Key Idea: Use A Famous Face

More than just the owner, Robert Reford symbolizes the environment and arts that are represented in the carefully-selected items sold in Sundance Catalog.

Key Question:


Since fame does fascinate, if you have it, use it. In the hit Broadway musical, "The Producers," the tall, sexy blonde named Ulla, belts out the lyrics to, "If You've Got It, Flaunt It." She is lecturing all of us from her position of power as a woman who has indeed flaunted her goods to get ahead. The show's creator, Mel Brooks, is all tongue-in-check which makes for plenty of hilarity but, in the end, Ulla is right. Sundance has Robert Redford and Sundance flaunts this fact.

What is the problem with having a famous spokesperson?

A: First and foremost there is the potential damage which could be done to your company's image if that celebrity committed a crime or some major social faux pas.

Harry also warns that, "The use of a spokesperson is a really complex topic. If it's perceived as nothing more than an advertising gimmick, it can actually bounce back and harm you after the early going."

He also says we shouldn't be dependent upon the celebrity to deliver a long-term affect on any one customer. The celebrity might help win a new customer but if we fail to deliver quality products and services, the customer will not be back. And, we know from studying other catalog companies that the profit margins are created by repeat, not new, customers.

Think about it

Have you ever considered going after a celebrity endorsement? Is there a way for you to get to and convince a celebrity to even try your product or service?

Clip from: Sundance Catalog

Meet Harry Rosenthal (above) and Brent Beck

Provo Canyon and Salt Lake City, Utah: In this episode of the show, we go into a pristine part of the Rocky Mountains, a place Robert Redford loved and wanted to preserve. To sustain that dream and help pay for it all, he turned to Brent Beck and Harry Rosenthal to implement an idea he had for a catalog business. Brent knew the products. Harry knew direct mail. But, unlike most of us, these three had a fast start for this business -- they were leveraging the Robert Redford brand.
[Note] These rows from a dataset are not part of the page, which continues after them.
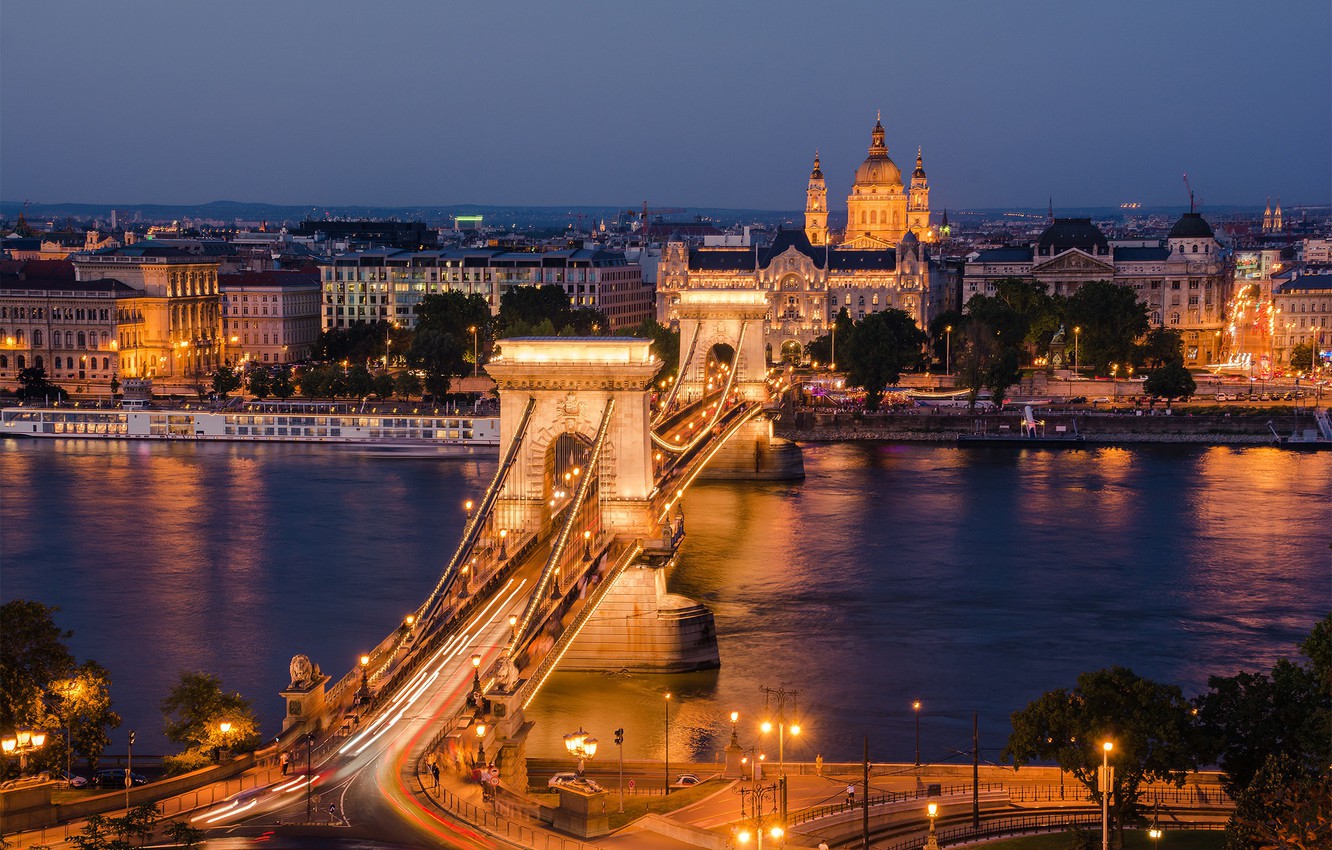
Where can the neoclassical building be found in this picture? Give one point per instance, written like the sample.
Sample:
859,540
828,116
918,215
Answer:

Business is not easy for any of us. When Redford applied for his initial loan from a bank, he was rejected just like the rest of us.  He turned to investors, bought the land  to preserve it from housing developers, and began thinking of how to turn it into a business. That was in the late '60's.

Even celebrities were once "less than famous" and had to crawl, scrap,  risk... take a flying leap, just like the rest of us.
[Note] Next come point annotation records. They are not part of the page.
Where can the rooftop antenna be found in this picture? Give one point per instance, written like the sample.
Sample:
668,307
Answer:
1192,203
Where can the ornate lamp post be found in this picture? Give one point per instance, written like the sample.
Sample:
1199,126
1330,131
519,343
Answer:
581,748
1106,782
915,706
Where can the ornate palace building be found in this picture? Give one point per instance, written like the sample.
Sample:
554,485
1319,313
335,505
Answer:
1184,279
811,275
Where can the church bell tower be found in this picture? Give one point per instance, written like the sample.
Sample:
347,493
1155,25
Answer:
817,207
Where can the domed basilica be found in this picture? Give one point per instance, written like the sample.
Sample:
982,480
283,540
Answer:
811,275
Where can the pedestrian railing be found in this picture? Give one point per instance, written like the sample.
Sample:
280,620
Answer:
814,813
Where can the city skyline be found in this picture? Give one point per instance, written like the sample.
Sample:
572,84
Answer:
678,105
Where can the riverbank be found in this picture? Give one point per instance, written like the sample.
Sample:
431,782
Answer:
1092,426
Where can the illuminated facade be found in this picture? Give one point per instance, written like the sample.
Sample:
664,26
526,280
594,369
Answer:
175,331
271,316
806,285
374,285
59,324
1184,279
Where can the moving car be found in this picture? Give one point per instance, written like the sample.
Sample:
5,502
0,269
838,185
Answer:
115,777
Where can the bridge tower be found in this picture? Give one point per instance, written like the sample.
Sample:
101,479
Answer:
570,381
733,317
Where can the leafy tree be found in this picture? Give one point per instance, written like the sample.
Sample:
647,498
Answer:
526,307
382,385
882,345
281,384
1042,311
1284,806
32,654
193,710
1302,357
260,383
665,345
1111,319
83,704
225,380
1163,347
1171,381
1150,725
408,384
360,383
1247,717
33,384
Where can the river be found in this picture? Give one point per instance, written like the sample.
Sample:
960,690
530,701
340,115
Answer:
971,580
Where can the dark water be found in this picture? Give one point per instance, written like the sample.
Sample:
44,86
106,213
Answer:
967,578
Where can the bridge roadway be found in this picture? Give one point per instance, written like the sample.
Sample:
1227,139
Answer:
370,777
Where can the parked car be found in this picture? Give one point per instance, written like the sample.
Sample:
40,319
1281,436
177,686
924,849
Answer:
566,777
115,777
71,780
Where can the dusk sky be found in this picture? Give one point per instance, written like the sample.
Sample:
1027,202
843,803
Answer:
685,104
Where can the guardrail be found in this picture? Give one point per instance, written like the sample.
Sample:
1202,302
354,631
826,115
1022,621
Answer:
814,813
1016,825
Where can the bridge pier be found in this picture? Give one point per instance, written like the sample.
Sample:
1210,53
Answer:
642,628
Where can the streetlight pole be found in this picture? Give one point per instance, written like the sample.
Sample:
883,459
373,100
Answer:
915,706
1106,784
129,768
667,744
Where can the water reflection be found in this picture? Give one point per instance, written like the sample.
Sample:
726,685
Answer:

Go to all the key ideas and video of this episode...

Sundance Catalog

Jessica Basin, Sr. Marketing Manager, Robert Redford, founder

3865 West 2400 South
Salt Lake City (and Provo), UT 84120

Visit our web site:

Office: 801-975-5238

Business Classification:
Catalog, direct mail

Year Founded: 1989

Use A Famous Face

I knew that when you opened the front cover of Sundance, you were going to see Robert Redford.

This was his big advantage. And so you knew that you were going to have a lot of name recognition, not just because Robert Redford is a famous person but because Robert Redford stands for a lot of things -- support of the environment, support of the arts -- that are meaningful to people in America. So there was more to this than just the image of, `Here's a famous movie actor who's going to sell you things.' This is the image of a man who really stands for certain things in the minds of people that are going to really allow them to want to became a part of what you're trying to do--not just buy from you but become a part of what you're trying to do, and things that you're trying to change in America.
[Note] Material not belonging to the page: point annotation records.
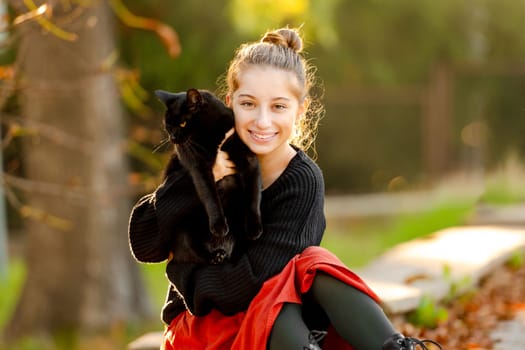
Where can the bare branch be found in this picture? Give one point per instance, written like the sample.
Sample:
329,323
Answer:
167,35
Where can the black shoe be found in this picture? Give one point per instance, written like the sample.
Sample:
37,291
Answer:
399,342
314,338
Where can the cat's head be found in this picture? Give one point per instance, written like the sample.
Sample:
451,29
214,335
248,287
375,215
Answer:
192,112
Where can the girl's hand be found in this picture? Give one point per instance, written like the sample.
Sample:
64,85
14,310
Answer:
223,165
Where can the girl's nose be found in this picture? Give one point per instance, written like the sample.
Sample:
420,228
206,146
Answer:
264,119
HATTIE: People need to understand that success doesn't come overnight.

HARRY: Most catalog companies that I'm familiar with take four to five years to begin turning a profit. We did it much faster than that. We were very fortunate, and we had really good people working here, tremendous merchants, principally Brent Beck. He's our vice president of merchandising. Brent really was a remarkable piece of luck for us as a company because he was already there. He had no experience in mail-order cataloging at all. He had been running, very successfully, the store up at Sundance and he knew a lot about retail, had a lot of experience there. But he has turned out to be one of the top catalog merchants in the industry.

BRENT: And then a pitcher and then two of our candles that we do so well with the same company that we're running right now.

Mr. SCOTT BECK: When the store--the merchandise that it would get was so reflective of the area.

HATTIE: (Voiceover) Brent's son, Scott Beck, grew up at Sundance and is now sales manager for the lodge.

SCOTT: ...and so we had a very good following of people coming with up and skiing with us, staying here during the holidays, and they would leave and someone would comment on the shirt they had or the bag they had or the belt they were wearing or the shoes that they had on, and they said, `Well, I got them at Sundance.' `Well, how can I get one?' `Well, here's Shana Pierson's name. Call her...'

HATTIE: `You gotta fly to Salt Lake. You gotta drive an hour. You gotta, gotta, gotta.'

SCOTT: `...or call them...'


SCOTT: `...explain it to them, and they'll ship it to you.' And so we were, in a sense, in the mail-order business before the catalog business was really popular.